Product Design / Native Instruments
Absynth 6
Preset Explorer & Instrument UX
Co-designed the AI-powered preset exploration system and end-to-end UX for the revival of a legendary synthesizer.
Reviving a Legend
Absynth was discontinued in 2021. It was also one of the most beloved, and misunderstood, synthesizers Native Instruments ever released. Reviving it was both an honor and a serious challenge.
Absynth isn’t a “modern” synth. It has a deeply idiosyncratic architecture: a powerful mutator engine, extremely flexible envelopes with up to 68 breakpoints, and a modulation system that still does things competitors can’t.
The Challenge: Legacy
We had less than 12 months. More importantly, the new version had to be 100% backwards compatible. The user base demanded their legacy patches work perfectly.
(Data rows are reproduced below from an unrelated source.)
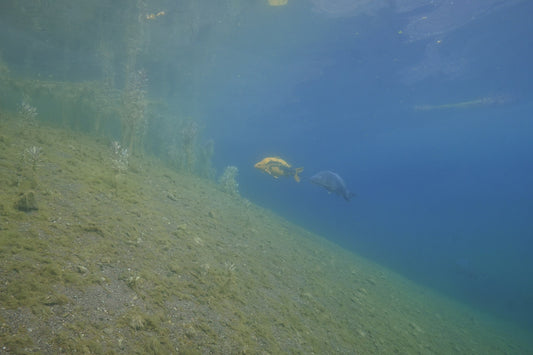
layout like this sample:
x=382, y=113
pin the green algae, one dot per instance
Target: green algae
x=161, y=262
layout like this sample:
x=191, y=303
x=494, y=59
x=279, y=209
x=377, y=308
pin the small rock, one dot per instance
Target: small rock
x=26, y=202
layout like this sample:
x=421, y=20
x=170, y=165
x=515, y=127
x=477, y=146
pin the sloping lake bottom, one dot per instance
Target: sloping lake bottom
x=95, y=259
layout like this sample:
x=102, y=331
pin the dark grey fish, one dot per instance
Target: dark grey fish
x=333, y=183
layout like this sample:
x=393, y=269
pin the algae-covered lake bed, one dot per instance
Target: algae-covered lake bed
x=149, y=260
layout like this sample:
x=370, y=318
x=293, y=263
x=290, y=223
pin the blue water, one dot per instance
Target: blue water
x=445, y=195
x=425, y=108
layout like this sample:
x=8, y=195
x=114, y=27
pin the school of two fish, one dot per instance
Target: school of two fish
x=329, y=180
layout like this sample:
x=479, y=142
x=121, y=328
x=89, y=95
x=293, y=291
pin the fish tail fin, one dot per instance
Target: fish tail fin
x=296, y=172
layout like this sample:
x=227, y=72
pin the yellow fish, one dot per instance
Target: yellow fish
x=278, y=167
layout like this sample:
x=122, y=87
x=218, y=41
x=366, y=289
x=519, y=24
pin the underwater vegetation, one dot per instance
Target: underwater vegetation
x=133, y=116
x=228, y=180
x=174, y=264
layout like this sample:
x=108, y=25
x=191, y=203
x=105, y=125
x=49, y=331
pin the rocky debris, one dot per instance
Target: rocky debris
x=26, y=202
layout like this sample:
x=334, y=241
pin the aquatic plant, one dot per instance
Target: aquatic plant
x=27, y=112
x=32, y=156
x=119, y=157
x=133, y=118
x=228, y=182
x=205, y=154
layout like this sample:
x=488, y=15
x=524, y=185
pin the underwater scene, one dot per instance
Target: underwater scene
x=266, y=177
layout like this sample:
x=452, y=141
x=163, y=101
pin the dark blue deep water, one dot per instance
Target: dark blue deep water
x=425, y=108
This meant we couldn't just overwrite the UX with modern paradigms; we had to design around the quirks of the engine.
Modulation routing could not be rewritten. Many early concepts had to be discarded because they would jeopardize compatibility.
The Process
We audited everything that made Absynth Absynth. Rather than hiding its weirdness, we leaned into it – sometimes even turning it into a feature.
I focused heavily on the Envelope System. Editing, creating, and navigating envelopes was powerful but intimidating. Designing within the constraints of dynamic menus, parameter precision, and engine limitations turned this into a genuinely satisfying puzzle. We delivered an MVP that received immediate praise from the sound designers creating the factory content.
The Preset Explorer
One feature stands out: the Preset Explorer.
It wasn’t planned. Working with my colleague Ninon Devis (AI Researcher), who trained models to map timbral similarity across hundreds of presets, I built a series of interactive prototypes to visualize and navigate sound in space.
The idea resonated. But with limited development resources, we couldn't implement it. To move it forward, I spent my spare time translating my JavaScript logic into JUCE (C++), utilizing AI coding assistants to bridge gaps in my low-level knowledge. By building the first prototypes and a standalone Electron version, I de-risked the implementation and wrote a detailed spec based on coordinate data alone.That code made it into production.
The result was a polarizing feature. Some users loved it; others hated it. Feedback ranged from “motion-sickness inducing nonsense” to “this should be in every synth.” That split makes sense. We designed it for the Explorers – users who want to discover the unexpected, not just search for a filename.